Which Effects Count?
Conservatives argue that only the effects that they care about should matter.
Not that long ago, conservatives demanded that the government balance costs and benefits. They still do, but with a twist: They demand special limits on consideration of environmental effects. But that makes no sense. Whatever rules we have about costs should apply to all types of costs, and the same with benefits. The result of the skewing the analysis is, not surprisingly, that we get conservative results more often.
Take a recent Supreme Court case, Seven County Infrastructure. The case involved the construction of a small length of track that would for first time allow the huge oil resources in a mountain basin reach market. The Court said that the environmental impact statement for the project shouldn’t consider the environmental impacts of the surge in oil production or the pollution from refineries it would cause. But in determining the benefits of the project, the agency approving the track had naturally pointed to the economic benefits of a big increase in oil production and its positive impact on the local economy. The Court said that the drilling was too remote from the track construction to consider its environmental impacts, but not too remote to consider its economic impacts?
Another example is the treatment of co-benefits. When we try to control one pollutant from an industry, there’s often an additional benefit in the reduction of other pollutants. For instance, reducing CO2 or mercury pollution from coal-fired powerplants reduces the level of dangerous particulates. Conservatives insist that it’s not fair to count the health benefits from the particulate reduction because that isn’t the target pollutant. And somehow, the enormous health benefits — and the related savings in health care costs — from reducing coal pollution got no mention whatsoever. But when it comes to considering the downsides of regulation, they are far more generous.
For instance, in considering whether to regulate CO2 from powerplants, the Trump EPA relied on one of Trump’s executive orders. The executive order contained findings that “beautiful clean coal resources will be critical to meeting the rise in electricity demand due to the resurgence of domestic manufacturing and the construction of artificial intelligence data processing centers’’ and “to increasing ‘energy supply,’ lowering ‘electricity costs,’ stabilizing the power grid, creating ‘high paying jobs,’ supporting ‘burgeoning industries,’ and assisting allies abroad.” In considering the relation between the industry’s CO2 emissions and climate change, EPA relied on “background legal principles of proximate cause” to downplay any climate effects. Those background principles were not applied, however, to the far-flung and indirect supposed benefits of promoting coal.

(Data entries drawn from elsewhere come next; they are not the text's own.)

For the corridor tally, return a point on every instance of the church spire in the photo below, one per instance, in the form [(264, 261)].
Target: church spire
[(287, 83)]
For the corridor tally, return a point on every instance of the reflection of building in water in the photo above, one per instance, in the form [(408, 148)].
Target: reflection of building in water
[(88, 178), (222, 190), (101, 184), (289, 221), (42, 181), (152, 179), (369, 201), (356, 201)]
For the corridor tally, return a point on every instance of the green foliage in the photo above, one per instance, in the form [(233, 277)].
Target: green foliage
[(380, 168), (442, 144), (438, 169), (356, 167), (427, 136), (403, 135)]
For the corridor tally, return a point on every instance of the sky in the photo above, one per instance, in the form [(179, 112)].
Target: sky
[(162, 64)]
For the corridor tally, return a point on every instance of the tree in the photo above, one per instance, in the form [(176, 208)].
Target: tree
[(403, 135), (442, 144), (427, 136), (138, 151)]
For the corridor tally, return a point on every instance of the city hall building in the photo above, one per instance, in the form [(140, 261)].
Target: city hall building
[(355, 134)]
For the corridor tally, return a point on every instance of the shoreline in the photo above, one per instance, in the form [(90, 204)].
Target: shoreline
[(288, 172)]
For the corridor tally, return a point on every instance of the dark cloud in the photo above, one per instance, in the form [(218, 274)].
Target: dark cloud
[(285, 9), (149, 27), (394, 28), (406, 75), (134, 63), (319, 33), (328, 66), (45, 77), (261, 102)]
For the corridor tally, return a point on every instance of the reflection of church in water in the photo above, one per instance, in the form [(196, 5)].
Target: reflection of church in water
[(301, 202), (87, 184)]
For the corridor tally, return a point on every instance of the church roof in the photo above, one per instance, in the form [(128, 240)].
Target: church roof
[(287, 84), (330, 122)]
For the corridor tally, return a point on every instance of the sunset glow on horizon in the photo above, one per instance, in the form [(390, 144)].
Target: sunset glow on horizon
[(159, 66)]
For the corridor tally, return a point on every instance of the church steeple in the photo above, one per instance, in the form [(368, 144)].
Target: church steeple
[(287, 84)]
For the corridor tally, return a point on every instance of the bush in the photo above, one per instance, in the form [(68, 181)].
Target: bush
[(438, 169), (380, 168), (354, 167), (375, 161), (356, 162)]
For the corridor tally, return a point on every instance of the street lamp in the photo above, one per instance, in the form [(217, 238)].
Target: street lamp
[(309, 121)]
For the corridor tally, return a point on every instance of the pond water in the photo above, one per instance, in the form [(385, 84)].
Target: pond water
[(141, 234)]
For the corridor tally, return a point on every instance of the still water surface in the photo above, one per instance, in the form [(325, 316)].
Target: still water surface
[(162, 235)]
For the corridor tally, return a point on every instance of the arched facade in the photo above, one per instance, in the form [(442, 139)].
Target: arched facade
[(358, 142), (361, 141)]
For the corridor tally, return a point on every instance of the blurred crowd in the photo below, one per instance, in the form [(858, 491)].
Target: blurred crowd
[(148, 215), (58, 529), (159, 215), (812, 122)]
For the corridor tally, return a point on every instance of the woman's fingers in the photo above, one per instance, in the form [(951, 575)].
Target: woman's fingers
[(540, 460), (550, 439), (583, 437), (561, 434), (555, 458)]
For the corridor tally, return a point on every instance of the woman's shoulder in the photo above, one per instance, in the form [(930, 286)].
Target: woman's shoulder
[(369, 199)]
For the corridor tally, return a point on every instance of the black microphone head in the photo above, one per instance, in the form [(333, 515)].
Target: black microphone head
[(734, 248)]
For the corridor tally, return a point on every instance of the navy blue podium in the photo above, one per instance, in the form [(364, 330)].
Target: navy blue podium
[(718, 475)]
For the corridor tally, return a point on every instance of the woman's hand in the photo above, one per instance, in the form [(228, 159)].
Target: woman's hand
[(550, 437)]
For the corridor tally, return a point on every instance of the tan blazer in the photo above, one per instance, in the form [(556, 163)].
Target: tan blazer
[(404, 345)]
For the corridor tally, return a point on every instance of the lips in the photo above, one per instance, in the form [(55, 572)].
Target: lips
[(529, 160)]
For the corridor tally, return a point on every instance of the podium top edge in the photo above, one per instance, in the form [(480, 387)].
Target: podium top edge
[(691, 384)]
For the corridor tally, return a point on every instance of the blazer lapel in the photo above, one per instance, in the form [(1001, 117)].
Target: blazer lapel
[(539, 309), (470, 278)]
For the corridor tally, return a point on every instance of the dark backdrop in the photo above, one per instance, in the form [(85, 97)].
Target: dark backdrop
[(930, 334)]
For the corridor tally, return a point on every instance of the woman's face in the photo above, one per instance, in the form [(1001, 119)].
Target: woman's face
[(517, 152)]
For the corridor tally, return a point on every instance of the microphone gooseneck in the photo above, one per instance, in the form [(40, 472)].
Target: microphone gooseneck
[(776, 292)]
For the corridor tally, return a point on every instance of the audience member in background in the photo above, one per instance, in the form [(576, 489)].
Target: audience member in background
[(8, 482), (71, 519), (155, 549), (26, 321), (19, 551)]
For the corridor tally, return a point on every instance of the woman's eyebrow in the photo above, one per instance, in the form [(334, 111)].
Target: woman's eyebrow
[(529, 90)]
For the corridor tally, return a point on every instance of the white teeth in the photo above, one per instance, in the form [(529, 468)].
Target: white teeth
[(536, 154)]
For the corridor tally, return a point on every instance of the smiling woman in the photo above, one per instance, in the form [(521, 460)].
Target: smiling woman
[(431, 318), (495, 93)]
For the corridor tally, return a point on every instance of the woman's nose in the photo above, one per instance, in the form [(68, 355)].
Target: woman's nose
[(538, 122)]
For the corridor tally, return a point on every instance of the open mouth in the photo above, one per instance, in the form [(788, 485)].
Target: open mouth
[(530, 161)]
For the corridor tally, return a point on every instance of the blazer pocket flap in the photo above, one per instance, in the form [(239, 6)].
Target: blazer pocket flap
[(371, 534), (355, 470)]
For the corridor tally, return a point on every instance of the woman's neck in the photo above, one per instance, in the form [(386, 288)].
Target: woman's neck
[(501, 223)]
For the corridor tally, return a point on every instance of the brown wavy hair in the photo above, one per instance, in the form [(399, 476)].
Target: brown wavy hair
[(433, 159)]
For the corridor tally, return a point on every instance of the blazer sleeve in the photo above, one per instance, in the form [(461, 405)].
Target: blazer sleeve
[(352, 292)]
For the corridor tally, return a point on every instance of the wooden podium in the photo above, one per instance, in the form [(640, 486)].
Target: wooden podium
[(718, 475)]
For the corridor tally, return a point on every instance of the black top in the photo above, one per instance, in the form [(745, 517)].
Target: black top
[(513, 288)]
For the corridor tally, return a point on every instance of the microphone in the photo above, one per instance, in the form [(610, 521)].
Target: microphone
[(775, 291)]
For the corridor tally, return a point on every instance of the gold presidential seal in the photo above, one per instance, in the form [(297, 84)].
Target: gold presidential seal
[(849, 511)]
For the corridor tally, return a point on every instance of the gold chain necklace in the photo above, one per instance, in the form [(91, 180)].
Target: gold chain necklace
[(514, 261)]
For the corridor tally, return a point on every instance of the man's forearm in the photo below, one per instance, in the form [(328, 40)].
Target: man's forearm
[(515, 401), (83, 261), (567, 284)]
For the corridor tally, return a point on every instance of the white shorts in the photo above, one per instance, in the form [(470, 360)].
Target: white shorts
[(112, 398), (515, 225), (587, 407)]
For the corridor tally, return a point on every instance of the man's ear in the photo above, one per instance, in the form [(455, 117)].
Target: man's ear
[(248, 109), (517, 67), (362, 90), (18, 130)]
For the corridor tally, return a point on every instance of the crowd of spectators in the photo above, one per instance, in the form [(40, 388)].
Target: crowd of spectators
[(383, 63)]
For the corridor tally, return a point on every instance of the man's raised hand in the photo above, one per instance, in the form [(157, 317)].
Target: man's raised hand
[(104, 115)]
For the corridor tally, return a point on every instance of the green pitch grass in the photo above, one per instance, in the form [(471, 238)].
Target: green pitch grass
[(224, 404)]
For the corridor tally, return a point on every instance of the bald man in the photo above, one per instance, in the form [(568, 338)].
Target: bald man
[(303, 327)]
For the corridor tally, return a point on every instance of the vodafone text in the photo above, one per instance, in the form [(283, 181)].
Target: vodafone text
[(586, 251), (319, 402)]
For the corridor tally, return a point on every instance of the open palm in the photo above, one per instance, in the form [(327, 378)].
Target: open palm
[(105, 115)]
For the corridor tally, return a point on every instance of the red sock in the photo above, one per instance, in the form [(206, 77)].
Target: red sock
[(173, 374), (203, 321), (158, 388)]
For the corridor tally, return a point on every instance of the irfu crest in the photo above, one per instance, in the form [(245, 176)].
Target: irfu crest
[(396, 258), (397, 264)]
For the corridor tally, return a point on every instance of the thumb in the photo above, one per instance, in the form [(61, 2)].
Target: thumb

Like all double standards, this one has a not-so-secret agenda. Consideration of some specific effect of a policy is good when it supports conservative goals. And bad otherwise. And especially bad if it would lead to greater protection of the environment. Where I grew up, we had a simpler approach: “What’s sauce for the goose is sauce for the gander.”
You are most tragically proving Durant to be correct once again:
“When the group or a civilization declines, it is through no mystic limitation of a corporate life, but through the failure of its political or intellectual leaders to meet the challenges of change.”
With respect to climate change today, both our political and intellectual leaders are failing to protect our civilization from from destruction we are already experiencing that is totally out of control.